USDA confirmed that generally favorable summer weather resulting in some of the highest U.S. corn crop ratings as of the end of August ever would lead to a record high national yield.
The September crop production pegged the U.S. yield at 174.4 bushels per acre (bpa), down from the 175.1 bpa estimated last month but far above the prior peak of 171.0 bpa set in 2014.
This graphic shows the September USDA corn yield estimates for the top 18 producing states and the U.S. in bushels per acre, the percent of the 1989-2015 trend and at the bottom where this year's yield ranks in the period 1989-2016.
This graphic shows Illinois having the highest yield at 200 bpa which is 113% of the 1989-2015 trend with Texas having the lowest yield at 130 bpa which is 96.4% of trend.

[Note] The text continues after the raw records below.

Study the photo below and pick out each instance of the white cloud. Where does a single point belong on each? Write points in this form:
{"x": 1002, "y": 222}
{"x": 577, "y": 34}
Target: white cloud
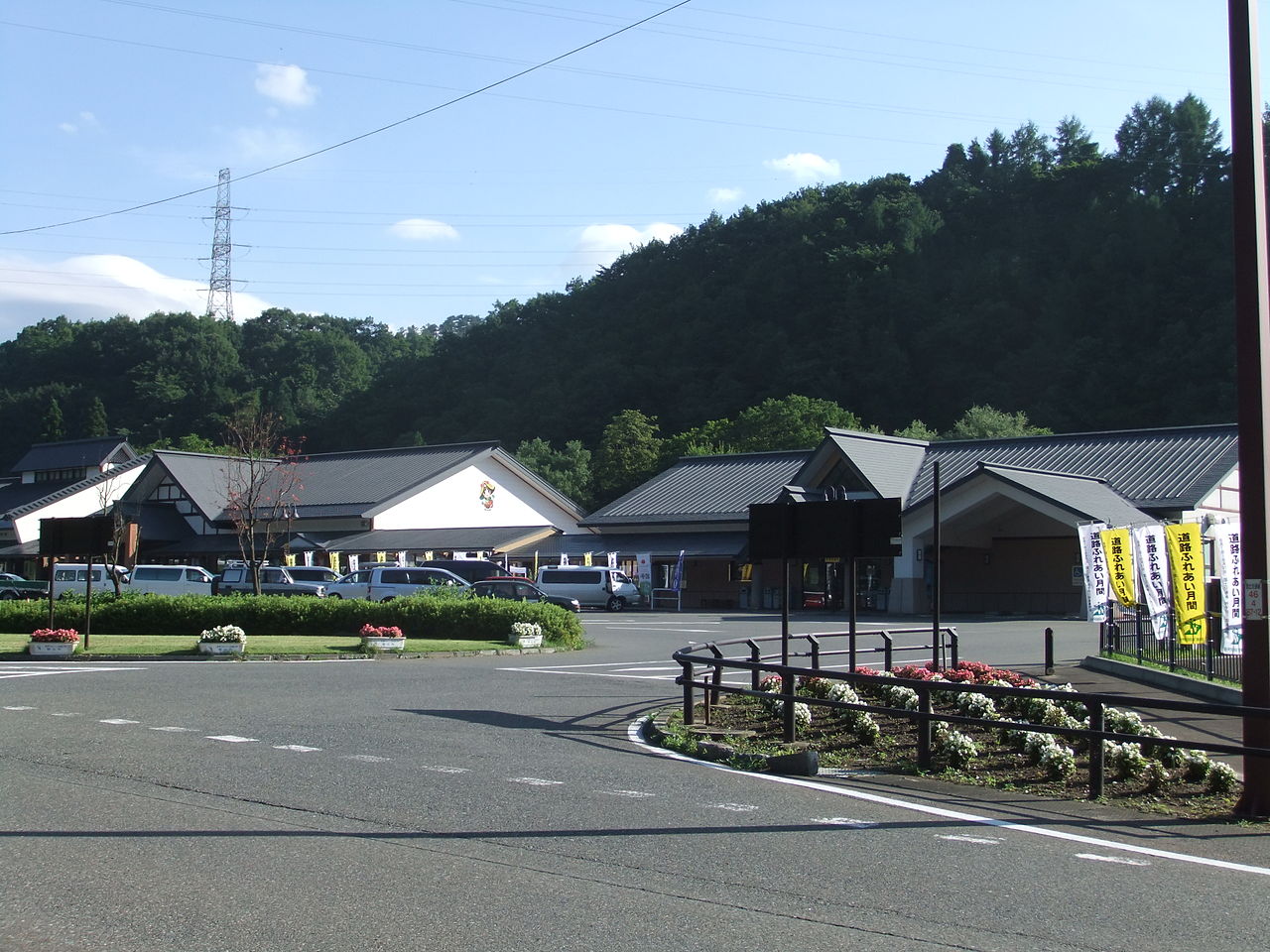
{"x": 807, "y": 167}
{"x": 93, "y": 287}
{"x": 84, "y": 121}
{"x": 724, "y": 195}
{"x": 599, "y": 245}
{"x": 289, "y": 85}
{"x": 423, "y": 230}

The highest above trend yield is in Kansas where this year's yield of 155 bpa is 118% of trend while Pennsylvania's yield of 137 bpa is 95.3% of trend, the lowest of the 18 states.
Finally, as one would expect, when the national yield is a record is that a number of top producing states also had their best all-time yields with five including Il, IN, KY, ND and WI seeing their best yields ever and another four including IN, MN, NE and NC seeing their second highest corn yields ever.
There are just five states; CO, MI, OH, PA and SD having below trend yields.
We should note that in other years where the U.S set a new all-time high yield even more states had their best years ever including nine in 2014, twelve in 2009 and thirteen in 2004.